The issue comes at a time of rising debt interest rates caused by the impact of the Covid-19 pandemic on the world economy and after Fitch downgraded Portugal's rating outlook.
Portugal paid more to issue debt. At a time of rising funding costs for most southern European countries, the Treasury and Public Debt Management Agency (IGCP) placed 1.016 million euros, this Wednesday, in a six- and ten-year double auction of Treasury bonds (T-Bonds).
At the benchmark maturity, the country issued 598 million euros, with an interest rate of 1.194%. The last time Portugal had financed itself for ten-years was on March 11th, having then paid an interest rate of 0.426%. In other words, compared with that auction, the interest rate almost tripled.

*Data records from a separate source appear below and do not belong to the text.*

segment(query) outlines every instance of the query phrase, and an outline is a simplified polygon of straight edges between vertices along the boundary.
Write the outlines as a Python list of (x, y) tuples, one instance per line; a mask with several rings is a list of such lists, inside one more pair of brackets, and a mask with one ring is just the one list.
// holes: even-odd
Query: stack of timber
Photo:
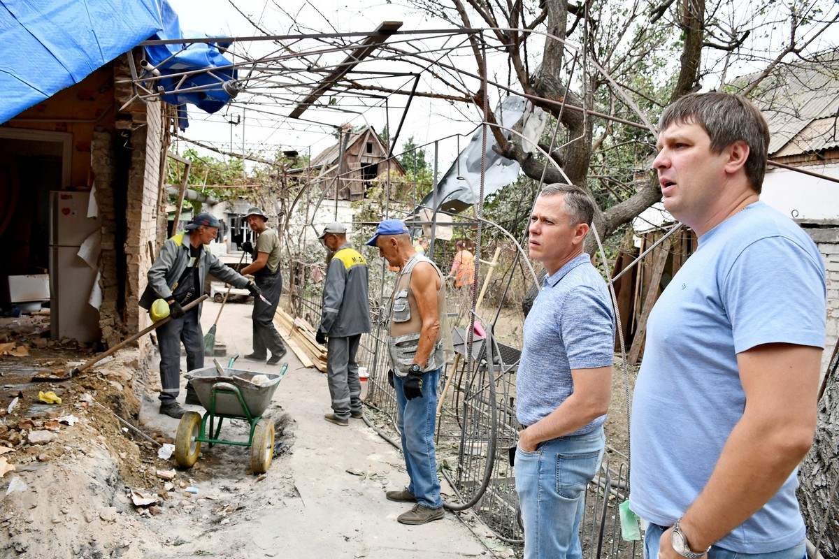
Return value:
[(326, 348), (315, 341), (316, 330), (305, 318), (294, 318), (277, 308), (274, 315), (277, 332), (304, 367), (315, 367), (326, 372)]

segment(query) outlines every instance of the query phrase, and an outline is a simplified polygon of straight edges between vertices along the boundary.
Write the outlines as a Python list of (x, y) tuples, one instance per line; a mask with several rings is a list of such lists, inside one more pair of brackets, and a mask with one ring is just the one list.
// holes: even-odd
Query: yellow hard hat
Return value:
[(169, 303), (163, 299), (154, 299), (151, 308), (149, 309), (149, 316), (152, 322), (157, 322), (169, 316)]

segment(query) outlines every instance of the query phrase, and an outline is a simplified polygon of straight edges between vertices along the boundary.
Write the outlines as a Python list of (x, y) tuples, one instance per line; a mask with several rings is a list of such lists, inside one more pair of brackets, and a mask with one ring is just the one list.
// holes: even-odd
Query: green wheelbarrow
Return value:
[[(274, 422), (262, 414), (271, 401), (289, 365), (279, 375), (232, 369), (236, 357), (227, 369), (221, 365), (195, 369), (185, 376), (189, 379), (201, 406), (203, 416), (187, 411), (178, 423), (175, 437), (175, 461), (182, 468), (191, 468), (198, 460), (201, 443), (232, 444), (251, 448), (251, 469), (264, 474), (274, 456)], [(223, 375), (220, 374), (223, 373)], [(225, 419), (247, 421), (250, 424), (248, 441), (219, 438)], [(216, 424), (217, 422), (217, 424)]]

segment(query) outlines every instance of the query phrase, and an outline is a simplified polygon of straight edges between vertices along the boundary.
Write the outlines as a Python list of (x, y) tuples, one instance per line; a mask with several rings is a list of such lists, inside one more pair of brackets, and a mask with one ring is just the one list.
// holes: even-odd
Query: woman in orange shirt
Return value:
[(475, 256), (466, 249), (466, 241), (462, 239), (455, 243), (457, 251), (451, 262), (450, 276), (455, 277), (455, 287), (462, 287), (475, 283)]

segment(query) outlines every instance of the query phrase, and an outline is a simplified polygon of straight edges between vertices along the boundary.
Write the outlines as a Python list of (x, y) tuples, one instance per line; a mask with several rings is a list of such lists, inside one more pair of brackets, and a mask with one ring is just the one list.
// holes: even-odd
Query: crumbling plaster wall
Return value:
[[(151, 323), (149, 314), (138, 302), (146, 287), (146, 272), (154, 261), (154, 255), (165, 241), (164, 208), (161, 208), (161, 177), (164, 172), (163, 153), (168, 148), (169, 111), (160, 101), (143, 103), (134, 100), (128, 106), (134, 92), (125, 56), (115, 61), (115, 88), (117, 106), (116, 127), (130, 137), (131, 157), (127, 177), (125, 215), (115, 216), (124, 220), (126, 235), (122, 251), (125, 258), (125, 324), (129, 332), (138, 332)], [(117, 250), (118, 253), (119, 251)], [(149, 336), (138, 340), (141, 360), (151, 354)]]

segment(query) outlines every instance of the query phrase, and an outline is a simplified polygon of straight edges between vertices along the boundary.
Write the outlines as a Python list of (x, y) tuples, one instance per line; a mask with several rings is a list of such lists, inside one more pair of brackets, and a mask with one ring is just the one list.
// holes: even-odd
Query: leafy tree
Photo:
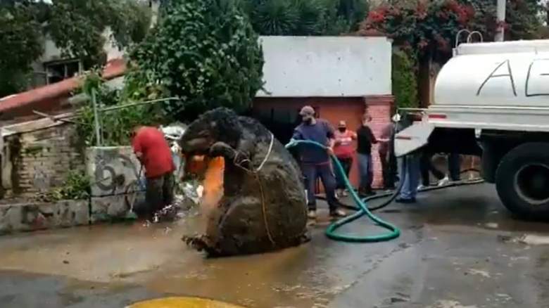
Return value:
[(0, 4), (0, 97), (25, 89), (31, 65), (42, 54), (35, 8), (26, 1)]
[(144, 6), (135, 0), (53, 0), (48, 32), (65, 56), (91, 67), (104, 59), (108, 27), (120, 47), (144, 37), (151, 20)]
[[(455, 37), (461, 29), (479, 31), (485, 41), (493, 39), (498, 27), (494, 0), (392, 1), (368, 14), (361, 31), (388, 34), (396, 45), (419, 56), (444, 63), (451, 56)], [(507, 39), (541, 36), (541, 6), (537, 0), (507, 0)]]
[(258, 37), (222, 0), (170, 1), (130, 59), (127, 83), (178, 96), (166, 111), (185, 118), (217, 106), (242, 110), (263, 86)]
[(26, 88), (45, 36), (87, 68), (104, 60), (108, 27), (118, 46), (127, 46), (144, 37), (150, 20), (142, 0), (0, 1), (0, 97)]
[(399, 108), (418, 106), (417, 80), (415, 76), (415, 63), (405, 52), (393, 53), (392, 84), (395, 103)]
[(356, 30), (366, 0), (241, 0), (262, 35), (339, 35)]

For the six-year T-Bonds, Portugal placed 418 million at a rate of 0.843%. This also represents a strong increase since in the last comparable issue, on February 12th, the country had financed itself with a negative interest rate of -0.057%.
The issue comes at a time of rising interest rates on debt caused by the impact of the Covid-19 Pandemic on the world economy. Portugal paid back to place short-term securities, which had not happened since 2016, and the medium term debt has been worsening. Reflecting concerns about this impact, the Fitch agency downgraded Portugal’s rating outlook last Friday.